Pattern signal: General problem-solving
"abc"
"he"
keyboard-row)Source-backed implementations are provided below for direct study and interview prep.
// Accepted solution for LeetCode #3324: Find the Sequence of Strings Appeared on the Screen
class Solution {
public List<String> stringSequence(String target) {
List<String> ans = new ArrayList<>();
for (char c : target.toCharArray()) {
String s = ans.isEmpty() ? "" : ans.get(ans.size() - 1);
for (char a = 'a'; a <= c; ++a) {
String t = s + a;
ans.add(t);
}
}
return ans;
}
}
// Accepted solution for LeetCode #3324: Find the Sequence of Strings Appeared on the Screen
func stringSequence(target string) (ans []string) {
for _, c := range target {
s := ""
if len(ans) > 0 {
s = ans[len(ans)-1]
}
for a := 'a'; a <= c; a++ {
t := s + string(a)
ans = append(ans, t)
}
}
return
}
# Accepted solution for LeetCode #3324: Find the Sequence of Strings Appeared on the Screen
class Solution:
def stringSequence(self, target: str) -> List[str]:
ans = []
for c in target:
s = ans[-1] if ans else ""
for a in ascii_lowercase:
t = s + a
ans.append(t)
if a == c:
break
return ans
// Accepted solution for LeetCode #3324: Find the Sequence of Strings Appeared on the Screen
// Rust example auto-generated from java reference.
// Replace the signature and local types with the exact LeetCode harness for this problem.
impl Solution {
pub fn rust_example() {
// Port the logic from the reference block below.
}
}
// Reference (java):
// // Accepted solution for LeetCode #3324: Find the Sequence of Strings Appeared on the Screen
// class Solution {
// public List<String> stringSequence(String target) {
// List<String> ans = new ArrayList<>();
// for (char c : target.toCharArray()) {
// String s = ans.isEmpty() ? "" : ans.get(ans.size() - 1);
// for (char a = 'a'; a <= c; ++a) {
// String t = s + a;
// ans.add(t);
// }
// }
// return ans;
// }
// }
// Accepted solution for LeetCode #3324: Find the Sequence of Strings Appeared on the Screen
function stringSequence(target: string): string[] {
const ans: string[] = [];
for (const c of target) {
let s = ans.length > 0 ? ans[ans.length - 1] : '';
for (let a = 'a'.charCodeAt(0); a <= c.charCodeAt(0); a++) {
const t = s + String.fromCharCode(a);
ans.push(t);
}
}
return ans;
}
Use this to step through a reusable interview workflow for this problem.
Two nested loops check every pair or subarray.

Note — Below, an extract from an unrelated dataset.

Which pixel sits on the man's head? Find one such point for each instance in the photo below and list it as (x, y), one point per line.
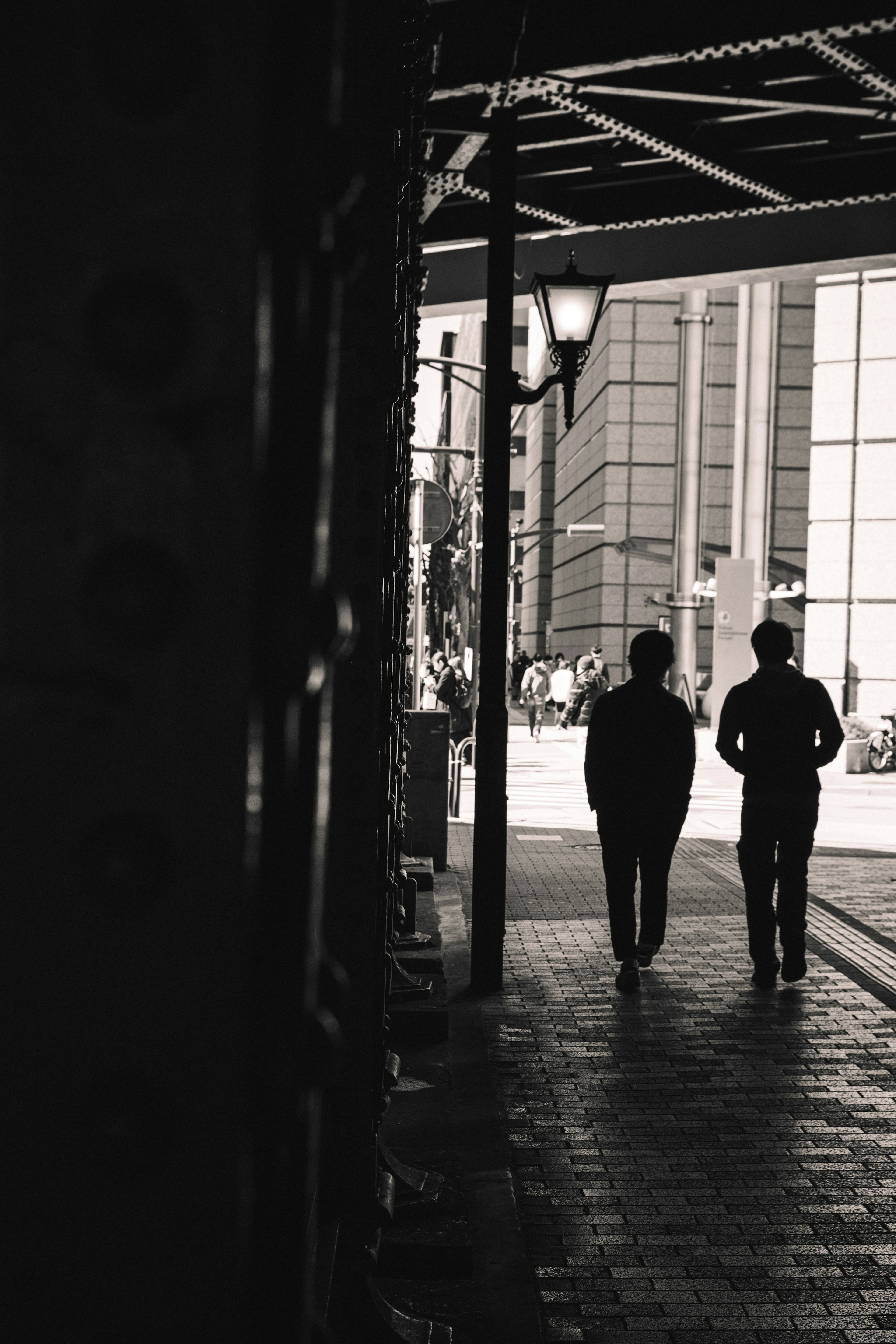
(652, 654)
(773, 642)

The outer loop fixes a starting point, the inner loop extends or searches. For n elements this gives up to n²/2 operations. No extra space, but the quadratic time is prohibitive for large inputs.
Most array problems have an O(n²) brute force (nested loops) and an O(n) optimal (single pass with clever state tracking). The key is identifying what information to maintain as you scan: a running max, a prefix sum, a hash map of seen values, or two pointers.
Review these before coding to avoid predictable interview regressions.
Wrong move: Loop endpoints miss first/last candidate.
Usually fails on: Fails on minimal arrays and exact-boundary answers.
Fix: Re-derive loops from inclusive/exclusive ranges before coding.